Zum erstenmal sahen Jan und Julia einen Schuhplattler, bei dem sich die Burschen in wechselnden Sprungbewegungen im Takt der Musik mit der flachen Hand auf die Schuhsohlen und auf die Schenkel schlagen, den Bärentanz und den Watschentanz. Auch Engländer, Franzosen und Schweden wollten ihre eingenen Tänze zeigen. Sie pfiffen und sangen die Melodien und führten dazu die absonderlichsten Figuren auf. Jan und Julia kam es vor, als ob sie noch nie im Leben so viel gelacht hätten.
Am nächsten Vormittag lag auf dem Hauptpostamt ein Einschreibebrief für Julia. »Mein Ausweis!« jubelte sie.
Liebe Julia, schrieb die Mutter , ich habe deinen Ausweis zwar nicht im Schreibtisch, nicht im Schrank, nicht in deiner Schulmappe, nicht auf dem Schrank und nicht unter deinen Taschentüchern gefunden — er lag auf der Fensterbank in der Toilette! Du wirst sicher wissen, wie er dort hingekommen ist …
Julia wußte es, aber sie steckte die Nase in die Luft; als Jan sie auslachte …
Frohgemut wanderten Jan und Julia der italienischen Grenze zu.
Immer höher hinauf ging es, und immer heißer schien die Sonne. Die Zwillinge kamen ins Schnaufen und Schwitzen und entschlossen sich, beim nächsten Kilometerstein eine Rast einzulegen. Die Vorräte von zu Hause waren, so glaubten sie, schon lange aufgegessen, um so größer war die Freude, als Julia doch noch eine kleine Schachtel Keks und eine halbe Tafel Schokolade in ihrem Rucksack fand. Sie teilten sie redlich miteinander. Dann lief Jan zu dem Quellwasser zurück, das sie gerade entdeckt hatten, und schöpfte Wasser in seinen Aluminiumbecher. Er trank ihn leer, dann füllte er ihn wieder und brachte ihn seiner Schwester.
»Ich danke, Johann, Sie können gehen!« sagte Julia gnädig.
»Bei Ihnen piept’s wohl, Fräulein!« sagte Jan grinsend.
»Nichts Fräulein … signorina!«
»Signorina? Wieso?«
»Auf italienisch heißt Fräulein signorina, und Frau heißt signora, und Herr heißt signor, und bezahlen heißt pagare … non capisco heißt: ich verstehe nicht …«
»Mensch!« rief Jan ehrlich erstaunt. »Woher hast du das alles?«
»Köpfchen, Köpfchen! Wir hatten doch auch Italiener in der Jugendherberge, hast du das vergessen?«
»Und von denen hast du dir das beibringen lassen?«
»Genau! Sei froh, daß du deine Schwester hast …, ich weiß nicht, wie du dieses Unternehmen sonst überstehen würdest!«
»Gib bloß nicht so an!«
»Sei nur ja recht nett und höflich zu mir, verehrter Bruder, sonst bist du der Dumme! Du weißt ja nicht mal, daß es in der italienischen Sprache nur kleine Buchstaben gibt, höchstens bei Namen und wenn ein Satz beginnt …«
»Ist doch alles Quatsch mit Soße!« unterbrach Jan sie.
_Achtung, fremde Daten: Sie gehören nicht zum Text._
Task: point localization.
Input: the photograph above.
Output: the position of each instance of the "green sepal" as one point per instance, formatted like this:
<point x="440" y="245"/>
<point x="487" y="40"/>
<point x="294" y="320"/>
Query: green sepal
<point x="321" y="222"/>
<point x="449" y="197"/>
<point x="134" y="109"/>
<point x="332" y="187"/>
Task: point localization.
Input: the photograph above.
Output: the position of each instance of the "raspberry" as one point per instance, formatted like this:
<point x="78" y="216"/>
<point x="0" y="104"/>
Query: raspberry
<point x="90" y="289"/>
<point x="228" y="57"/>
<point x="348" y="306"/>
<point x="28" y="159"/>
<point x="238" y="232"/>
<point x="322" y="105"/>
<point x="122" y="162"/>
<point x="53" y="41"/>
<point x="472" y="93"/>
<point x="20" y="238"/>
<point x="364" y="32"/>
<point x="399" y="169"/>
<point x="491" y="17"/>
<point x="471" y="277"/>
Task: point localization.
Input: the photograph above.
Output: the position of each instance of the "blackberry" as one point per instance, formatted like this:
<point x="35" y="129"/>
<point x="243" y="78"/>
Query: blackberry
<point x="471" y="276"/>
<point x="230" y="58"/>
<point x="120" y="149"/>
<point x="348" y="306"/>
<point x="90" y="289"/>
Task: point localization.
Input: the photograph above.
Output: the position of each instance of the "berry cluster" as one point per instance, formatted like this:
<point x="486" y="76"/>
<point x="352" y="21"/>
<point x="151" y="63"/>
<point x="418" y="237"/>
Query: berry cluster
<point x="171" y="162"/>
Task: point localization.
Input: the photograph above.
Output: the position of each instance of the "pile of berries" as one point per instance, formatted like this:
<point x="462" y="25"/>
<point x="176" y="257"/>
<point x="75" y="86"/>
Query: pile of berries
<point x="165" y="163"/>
»Wozu muß man das wissen? Ich komme auch mit Deutsch in Italien aus!«
»Na, das wird sich rausstellen! Weißt du, was du bist, Jan?«
»Halt dich zurück, signorina!«
»Typisch! Kaum gehört, schon geklaut!«
Aber nicht lange dauerte es, dann waren die beiden schon wieder versöhnt und brachen einträchtig auf.
Mit flottem Tempo begannen sie weiter zu marschieren. Aber allmählich wurden ihre Schritte müder und langsamer. Endlos dehnte sich die Straße. Als Julia eine Stunde später wieder rasten wollte, hatte auch Jan nichts dagegen einzuwenden. Wieder ließen sie sich auf einem Kilometerstein nieder, Julia mit dem Blick nach Süden, Jan die Augen ins Tal hinunter gerichtet.
»Vorwärts mußt du schauen, Jan«, spöttelte Julia altklug, »nie zurück!«
»Wenn du mal zurückschauen würdest, würde es dir gleich besser gehen … jetzt sehe ich erst, was wir alles hinter uns gebracht haben!« erwiderte Jan.
»Si si, frater … das heißt zu deutsch: ja, ja, Bruder!«
»Du mit deinem blöden Italienisch!«
»Mein Italienisch mag blöd sein, ich bin es sicher nicht!« Julia erhob sich. »Ich glaube, mein großer Bruder, ich werde mich darum kümmern müssen, daß wir etwas schneller ins Land der Zitronen kommen!«
»Und wie willst du das anfangen, teure Schwester?«
»Ich werde ein Auto anhalten!«
»Und du glaubst, daß eines halten wird?«
»Abwarten!«
Vertrauensvoll winkte Julia zur Straße hinüber, aber alle huschten sie vorbei, die großen und die kleinen Personenautos, die Lastwagen und auch die Motorräder, alle hatten es eilig.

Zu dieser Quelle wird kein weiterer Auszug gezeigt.